Content Patterns That Rank Well

1. Tutorial/How-To Posts

  • Problem statement
  • Prerequisites/Requirements
  • Step-by-step instructions with code
  • Common mistakes section
  • Working examples with real data
  • Troubleshooting tips

2. Gotchas/Mistakes Posts

  • List format (numbered items)
  • Each gotcha gets its own section
  • Explain why it's a problem
  • Show the solution/fix
  • Include code examples

3. Resource Compilation Posts

  • Categorized list (Unix, R, Python, etc.)
  • Brief description of each resource
  • Your personal take/experience
  • Call-to-action for suggestions

4. Benchmarking/Comparison Posts

  • Introduction to the problem
  • List of compared methods/tools
  • Comparison table (optional)
  • Links to papers/resources
  • Your recommendations

5. Deep Technical Tutorials

  • Clear introduction with motivation
  • Background/theory section
  • Detailed walkthrough with code
  • Visualizations and examples
  • Notes and caveats
  • Conclusions/takeaways

Keyword Density Guidelines

Per 1000-word post:

  • Primary keyword: 8-12 times (0.8-1.2%)
  • Secondary keywords: 5-8 times each
  • Natural integration - never force it
  • Include in: title, first paragraph, H2 headers, alt text, conclusion

Example for "seurat tutorial" post:

  • ✅ "seurat" appears 10 times naturally in context
  • ✅ "single cell" appears 8 times
  • ✅ "clustering" appears 5 times
  • ❌ "seurat seurat seurat" = keyword stuffing (avoid!)

Featured Snippet Optimization

Question-Answer Format

## What is the difference between FDR and q-value?

**FDR (False Discovery Rate)** is the expected proportion of false positives
among rejected hypotheses, while **q-value** is the minimum FDR at which a
test is called significant.

Key differences:
- **FDR**: Controls the overall rate of false discoveries
- **q-value**: The FDR threshold for each individual test
- **Example**: A q-value of 0.05 means this result is significant at FDR ≤ 5%

[Continue with detailed explanation...]

List Format

## 5 Essential Steps for Single-Cell RNA-seq QC

### 1. Filter Low-Quality Cells

**The Problem**: Dead or damaged cells can skew your analysis...
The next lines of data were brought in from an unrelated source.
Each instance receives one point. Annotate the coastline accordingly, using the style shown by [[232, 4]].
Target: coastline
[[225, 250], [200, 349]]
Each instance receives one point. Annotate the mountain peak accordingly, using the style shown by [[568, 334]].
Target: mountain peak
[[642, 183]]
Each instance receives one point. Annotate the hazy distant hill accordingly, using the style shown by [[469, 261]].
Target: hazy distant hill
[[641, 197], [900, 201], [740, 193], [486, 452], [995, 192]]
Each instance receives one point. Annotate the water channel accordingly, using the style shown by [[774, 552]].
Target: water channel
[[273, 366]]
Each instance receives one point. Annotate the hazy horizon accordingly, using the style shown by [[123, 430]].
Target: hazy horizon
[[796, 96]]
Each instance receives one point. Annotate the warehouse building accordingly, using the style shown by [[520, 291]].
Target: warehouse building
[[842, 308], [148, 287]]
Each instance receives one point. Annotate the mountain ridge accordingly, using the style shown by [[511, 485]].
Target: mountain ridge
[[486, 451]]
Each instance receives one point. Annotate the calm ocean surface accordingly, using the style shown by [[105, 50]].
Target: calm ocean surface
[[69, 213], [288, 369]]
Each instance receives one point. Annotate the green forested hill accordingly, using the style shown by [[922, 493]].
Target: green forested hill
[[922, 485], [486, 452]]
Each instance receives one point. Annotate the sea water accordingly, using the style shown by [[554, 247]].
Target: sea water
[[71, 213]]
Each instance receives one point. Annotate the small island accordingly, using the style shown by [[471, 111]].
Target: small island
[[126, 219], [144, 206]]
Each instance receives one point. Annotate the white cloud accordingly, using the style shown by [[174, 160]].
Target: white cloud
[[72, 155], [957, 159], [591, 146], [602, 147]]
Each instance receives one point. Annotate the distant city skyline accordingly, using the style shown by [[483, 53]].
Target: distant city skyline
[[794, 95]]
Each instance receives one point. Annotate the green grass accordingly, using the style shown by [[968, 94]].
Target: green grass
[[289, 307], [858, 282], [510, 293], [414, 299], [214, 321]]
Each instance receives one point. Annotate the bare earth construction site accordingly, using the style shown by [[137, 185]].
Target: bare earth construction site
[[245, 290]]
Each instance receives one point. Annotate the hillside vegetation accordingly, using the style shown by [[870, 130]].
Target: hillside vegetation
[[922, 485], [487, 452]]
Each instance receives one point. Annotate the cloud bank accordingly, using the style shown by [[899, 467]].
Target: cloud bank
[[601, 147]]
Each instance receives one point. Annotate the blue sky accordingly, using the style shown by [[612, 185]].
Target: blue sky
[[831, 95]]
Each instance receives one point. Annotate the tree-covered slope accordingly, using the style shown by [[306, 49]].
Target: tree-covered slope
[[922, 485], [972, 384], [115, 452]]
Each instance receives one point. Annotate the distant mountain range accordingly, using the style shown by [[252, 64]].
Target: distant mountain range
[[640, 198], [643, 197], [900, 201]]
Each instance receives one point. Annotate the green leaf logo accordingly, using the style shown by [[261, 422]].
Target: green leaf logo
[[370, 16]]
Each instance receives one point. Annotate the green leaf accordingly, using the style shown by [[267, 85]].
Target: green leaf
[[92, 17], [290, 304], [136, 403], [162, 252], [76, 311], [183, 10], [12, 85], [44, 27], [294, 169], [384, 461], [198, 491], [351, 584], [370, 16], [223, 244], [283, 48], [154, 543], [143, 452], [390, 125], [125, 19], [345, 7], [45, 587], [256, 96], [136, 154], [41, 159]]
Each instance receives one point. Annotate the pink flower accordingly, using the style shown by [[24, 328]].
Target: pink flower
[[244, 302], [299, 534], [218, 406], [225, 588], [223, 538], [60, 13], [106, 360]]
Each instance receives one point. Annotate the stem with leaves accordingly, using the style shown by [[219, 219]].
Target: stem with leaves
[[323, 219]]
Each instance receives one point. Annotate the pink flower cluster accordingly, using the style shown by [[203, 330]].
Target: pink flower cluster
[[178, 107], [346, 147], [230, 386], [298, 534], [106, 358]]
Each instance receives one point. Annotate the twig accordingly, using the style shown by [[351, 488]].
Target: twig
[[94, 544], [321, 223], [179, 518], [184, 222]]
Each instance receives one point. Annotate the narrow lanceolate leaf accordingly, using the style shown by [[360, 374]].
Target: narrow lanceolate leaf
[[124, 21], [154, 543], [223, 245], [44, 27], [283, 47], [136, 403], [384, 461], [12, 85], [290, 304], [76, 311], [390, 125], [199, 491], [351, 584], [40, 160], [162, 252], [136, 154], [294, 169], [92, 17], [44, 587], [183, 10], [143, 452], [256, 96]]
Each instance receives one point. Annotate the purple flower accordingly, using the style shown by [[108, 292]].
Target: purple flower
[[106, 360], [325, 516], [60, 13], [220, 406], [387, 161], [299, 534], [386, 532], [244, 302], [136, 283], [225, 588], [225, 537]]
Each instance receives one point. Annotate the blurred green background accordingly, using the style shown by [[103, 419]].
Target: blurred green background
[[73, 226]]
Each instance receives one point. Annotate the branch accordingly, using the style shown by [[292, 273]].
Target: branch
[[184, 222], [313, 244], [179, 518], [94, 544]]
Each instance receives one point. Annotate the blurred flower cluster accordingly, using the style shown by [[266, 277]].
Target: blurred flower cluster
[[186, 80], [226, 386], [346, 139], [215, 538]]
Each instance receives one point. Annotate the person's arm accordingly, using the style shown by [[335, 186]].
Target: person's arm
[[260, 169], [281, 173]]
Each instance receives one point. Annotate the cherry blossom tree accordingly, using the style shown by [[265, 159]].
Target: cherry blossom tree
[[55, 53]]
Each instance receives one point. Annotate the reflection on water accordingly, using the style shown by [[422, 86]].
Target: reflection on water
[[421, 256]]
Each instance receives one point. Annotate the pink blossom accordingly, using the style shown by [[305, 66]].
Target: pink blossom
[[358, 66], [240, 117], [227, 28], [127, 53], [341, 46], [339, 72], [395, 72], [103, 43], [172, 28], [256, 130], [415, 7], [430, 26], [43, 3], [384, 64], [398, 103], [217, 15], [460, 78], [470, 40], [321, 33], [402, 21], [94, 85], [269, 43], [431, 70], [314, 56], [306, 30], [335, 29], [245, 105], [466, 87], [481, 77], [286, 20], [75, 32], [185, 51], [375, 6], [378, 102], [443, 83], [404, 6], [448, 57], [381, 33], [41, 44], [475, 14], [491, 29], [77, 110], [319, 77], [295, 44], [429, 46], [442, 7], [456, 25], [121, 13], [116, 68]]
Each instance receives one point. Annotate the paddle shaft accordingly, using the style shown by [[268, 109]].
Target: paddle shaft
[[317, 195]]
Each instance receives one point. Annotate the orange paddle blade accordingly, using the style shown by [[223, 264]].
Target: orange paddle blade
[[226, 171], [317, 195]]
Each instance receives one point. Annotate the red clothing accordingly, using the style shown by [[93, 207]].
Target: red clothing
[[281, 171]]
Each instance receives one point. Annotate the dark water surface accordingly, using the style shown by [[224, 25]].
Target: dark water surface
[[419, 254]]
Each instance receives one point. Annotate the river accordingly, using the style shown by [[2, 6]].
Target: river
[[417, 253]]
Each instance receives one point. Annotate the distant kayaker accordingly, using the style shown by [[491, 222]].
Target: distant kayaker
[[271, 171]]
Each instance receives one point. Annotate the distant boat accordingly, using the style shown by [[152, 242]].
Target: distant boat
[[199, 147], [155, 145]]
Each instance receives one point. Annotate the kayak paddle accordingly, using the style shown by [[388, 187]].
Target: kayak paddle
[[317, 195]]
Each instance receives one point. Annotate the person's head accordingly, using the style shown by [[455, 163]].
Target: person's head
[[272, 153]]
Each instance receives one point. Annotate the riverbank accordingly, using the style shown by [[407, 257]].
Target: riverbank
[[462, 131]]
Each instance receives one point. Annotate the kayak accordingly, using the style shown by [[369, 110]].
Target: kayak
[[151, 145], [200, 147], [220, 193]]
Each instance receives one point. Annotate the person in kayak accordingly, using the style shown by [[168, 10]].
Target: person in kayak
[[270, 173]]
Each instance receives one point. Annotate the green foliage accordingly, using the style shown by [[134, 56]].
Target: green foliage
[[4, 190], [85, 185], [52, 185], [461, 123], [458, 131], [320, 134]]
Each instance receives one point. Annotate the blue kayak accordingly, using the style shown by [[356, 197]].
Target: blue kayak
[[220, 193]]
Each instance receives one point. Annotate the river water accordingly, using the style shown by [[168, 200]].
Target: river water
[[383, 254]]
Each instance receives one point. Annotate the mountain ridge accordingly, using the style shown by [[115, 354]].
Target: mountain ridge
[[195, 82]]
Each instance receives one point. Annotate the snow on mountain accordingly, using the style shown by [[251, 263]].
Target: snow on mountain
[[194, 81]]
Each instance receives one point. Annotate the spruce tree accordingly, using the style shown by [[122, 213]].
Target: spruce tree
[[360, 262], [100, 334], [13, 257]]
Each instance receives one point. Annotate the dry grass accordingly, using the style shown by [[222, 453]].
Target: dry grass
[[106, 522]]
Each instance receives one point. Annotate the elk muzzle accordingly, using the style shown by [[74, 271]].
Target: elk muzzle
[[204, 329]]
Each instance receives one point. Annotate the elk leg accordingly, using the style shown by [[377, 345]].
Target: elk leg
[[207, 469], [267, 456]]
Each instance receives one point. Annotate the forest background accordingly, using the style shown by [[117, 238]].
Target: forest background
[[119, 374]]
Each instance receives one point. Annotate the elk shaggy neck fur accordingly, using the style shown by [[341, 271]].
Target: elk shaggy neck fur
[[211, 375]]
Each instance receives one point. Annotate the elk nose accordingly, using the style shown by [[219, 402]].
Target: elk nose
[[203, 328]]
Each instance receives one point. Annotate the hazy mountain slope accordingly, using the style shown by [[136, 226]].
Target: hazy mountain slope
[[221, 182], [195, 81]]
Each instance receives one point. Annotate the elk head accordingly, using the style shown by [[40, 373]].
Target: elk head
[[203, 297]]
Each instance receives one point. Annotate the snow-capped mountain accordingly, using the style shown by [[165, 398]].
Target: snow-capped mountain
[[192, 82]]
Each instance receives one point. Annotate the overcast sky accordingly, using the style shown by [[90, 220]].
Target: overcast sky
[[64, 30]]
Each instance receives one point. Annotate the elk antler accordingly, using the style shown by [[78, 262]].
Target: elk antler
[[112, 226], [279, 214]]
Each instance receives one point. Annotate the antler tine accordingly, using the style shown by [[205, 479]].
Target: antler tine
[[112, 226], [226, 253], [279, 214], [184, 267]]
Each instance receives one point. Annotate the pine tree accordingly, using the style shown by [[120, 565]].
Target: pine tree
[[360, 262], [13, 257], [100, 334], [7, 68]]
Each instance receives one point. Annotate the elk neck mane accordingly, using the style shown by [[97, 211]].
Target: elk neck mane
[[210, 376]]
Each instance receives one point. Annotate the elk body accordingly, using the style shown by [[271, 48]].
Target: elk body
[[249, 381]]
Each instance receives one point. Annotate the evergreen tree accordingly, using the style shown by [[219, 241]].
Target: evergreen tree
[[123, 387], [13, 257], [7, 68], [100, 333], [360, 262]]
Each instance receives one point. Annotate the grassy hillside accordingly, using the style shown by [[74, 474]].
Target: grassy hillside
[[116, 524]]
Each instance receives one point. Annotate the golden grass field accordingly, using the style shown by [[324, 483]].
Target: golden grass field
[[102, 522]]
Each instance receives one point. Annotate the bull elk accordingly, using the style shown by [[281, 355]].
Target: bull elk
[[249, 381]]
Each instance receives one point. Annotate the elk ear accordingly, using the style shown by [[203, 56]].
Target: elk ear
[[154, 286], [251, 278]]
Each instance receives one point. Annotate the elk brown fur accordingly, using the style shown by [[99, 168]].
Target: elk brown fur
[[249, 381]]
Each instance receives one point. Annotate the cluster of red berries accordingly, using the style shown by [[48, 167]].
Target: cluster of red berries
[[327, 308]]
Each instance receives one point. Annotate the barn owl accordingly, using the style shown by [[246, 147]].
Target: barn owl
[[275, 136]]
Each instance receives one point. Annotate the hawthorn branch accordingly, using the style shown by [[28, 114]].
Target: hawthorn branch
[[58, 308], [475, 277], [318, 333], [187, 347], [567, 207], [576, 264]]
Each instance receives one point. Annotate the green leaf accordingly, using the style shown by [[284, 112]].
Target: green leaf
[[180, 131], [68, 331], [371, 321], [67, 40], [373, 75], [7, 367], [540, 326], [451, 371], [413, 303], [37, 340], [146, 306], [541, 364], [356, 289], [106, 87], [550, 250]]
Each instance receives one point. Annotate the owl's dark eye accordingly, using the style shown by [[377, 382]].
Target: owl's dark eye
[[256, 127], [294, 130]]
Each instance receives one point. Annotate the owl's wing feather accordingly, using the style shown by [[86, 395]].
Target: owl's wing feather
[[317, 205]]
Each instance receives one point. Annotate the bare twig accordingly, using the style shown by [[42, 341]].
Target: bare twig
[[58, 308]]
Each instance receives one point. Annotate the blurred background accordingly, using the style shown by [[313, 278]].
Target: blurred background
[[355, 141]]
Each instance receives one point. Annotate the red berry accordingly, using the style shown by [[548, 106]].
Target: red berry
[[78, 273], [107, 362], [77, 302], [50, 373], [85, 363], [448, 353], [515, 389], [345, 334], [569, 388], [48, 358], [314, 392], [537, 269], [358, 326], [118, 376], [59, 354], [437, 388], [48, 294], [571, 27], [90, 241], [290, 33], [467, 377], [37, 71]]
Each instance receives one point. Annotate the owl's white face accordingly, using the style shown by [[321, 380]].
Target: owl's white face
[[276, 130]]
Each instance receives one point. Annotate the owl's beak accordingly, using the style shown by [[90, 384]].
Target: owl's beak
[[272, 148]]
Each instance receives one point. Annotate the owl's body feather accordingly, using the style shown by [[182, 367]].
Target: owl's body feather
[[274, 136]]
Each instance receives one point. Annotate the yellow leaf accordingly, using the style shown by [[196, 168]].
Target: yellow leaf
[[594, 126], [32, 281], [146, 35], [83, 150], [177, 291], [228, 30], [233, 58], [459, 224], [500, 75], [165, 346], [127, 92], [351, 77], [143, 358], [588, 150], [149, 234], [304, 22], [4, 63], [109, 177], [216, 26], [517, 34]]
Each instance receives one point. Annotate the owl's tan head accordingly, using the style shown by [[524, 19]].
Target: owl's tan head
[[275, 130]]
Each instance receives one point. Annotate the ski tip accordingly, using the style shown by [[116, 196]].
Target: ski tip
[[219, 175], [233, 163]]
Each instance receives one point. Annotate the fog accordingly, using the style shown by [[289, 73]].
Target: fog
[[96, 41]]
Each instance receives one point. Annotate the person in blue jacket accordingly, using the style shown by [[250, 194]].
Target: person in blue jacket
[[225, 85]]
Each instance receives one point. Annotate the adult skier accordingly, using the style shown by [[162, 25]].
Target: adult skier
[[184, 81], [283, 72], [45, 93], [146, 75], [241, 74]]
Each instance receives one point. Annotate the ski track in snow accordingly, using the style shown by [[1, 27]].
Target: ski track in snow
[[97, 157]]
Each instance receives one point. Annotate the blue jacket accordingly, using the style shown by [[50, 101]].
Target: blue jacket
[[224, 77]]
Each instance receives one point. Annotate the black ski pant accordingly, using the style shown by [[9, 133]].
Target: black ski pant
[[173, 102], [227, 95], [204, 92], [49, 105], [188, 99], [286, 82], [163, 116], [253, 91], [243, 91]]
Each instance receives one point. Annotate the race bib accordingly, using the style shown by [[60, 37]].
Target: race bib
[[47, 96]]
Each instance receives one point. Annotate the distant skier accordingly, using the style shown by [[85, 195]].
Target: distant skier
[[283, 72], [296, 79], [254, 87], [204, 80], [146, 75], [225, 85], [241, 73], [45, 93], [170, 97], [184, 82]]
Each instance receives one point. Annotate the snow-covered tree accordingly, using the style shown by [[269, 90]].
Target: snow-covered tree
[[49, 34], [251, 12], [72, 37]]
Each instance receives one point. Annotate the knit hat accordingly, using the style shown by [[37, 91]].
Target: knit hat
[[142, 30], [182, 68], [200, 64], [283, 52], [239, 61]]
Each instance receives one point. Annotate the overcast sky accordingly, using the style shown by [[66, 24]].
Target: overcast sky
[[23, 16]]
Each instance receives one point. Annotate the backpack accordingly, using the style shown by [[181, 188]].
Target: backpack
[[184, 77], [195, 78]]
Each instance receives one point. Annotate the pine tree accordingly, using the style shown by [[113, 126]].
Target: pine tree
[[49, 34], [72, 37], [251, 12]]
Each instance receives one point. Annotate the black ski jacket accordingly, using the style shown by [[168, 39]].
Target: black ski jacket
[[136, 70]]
**The Solution**: Set appropriate thresholds for...

**Code Example**:
[R/Python code here]

Comparison Tables

## Seurat vs Scanpy: Quick Reference

| Feature | Seurat | Scanpy |
|---------|--------|--------|
| Language | R | Python |
| Speed | Moderate | Fast |
| Visualization | Excellent | Good |

**Choose Seurat if**: You work primarily in R and need publication-quality plots...
**Choose Scanpy if**: You work in Python and prioritize speed for large datasets...

Content Topics & Opportunities

High-Priority Topics (Target These First)

Tier 1: High Search Volume

  • Single-cell RNA-seq tutorials (any aspect)
  • Seurat workflow guides
  • DESeq2 differential expression
  • ATAC-seq analysis
  • Data integration methods (Harmony, Seurat integration)
  • Batch correction techniques

Tier 2: Emerging Trends (Get ahead of competition)

  • Spatial transcriptomics (Visium, Xenium)
  • Deep learning for genomics
  • Multi-omics integration
  • Cloud computing for genomics
  • AI/LLMs in bioinformatics
  • Single-cell multimodal (CITE-seq, ASAP-seq)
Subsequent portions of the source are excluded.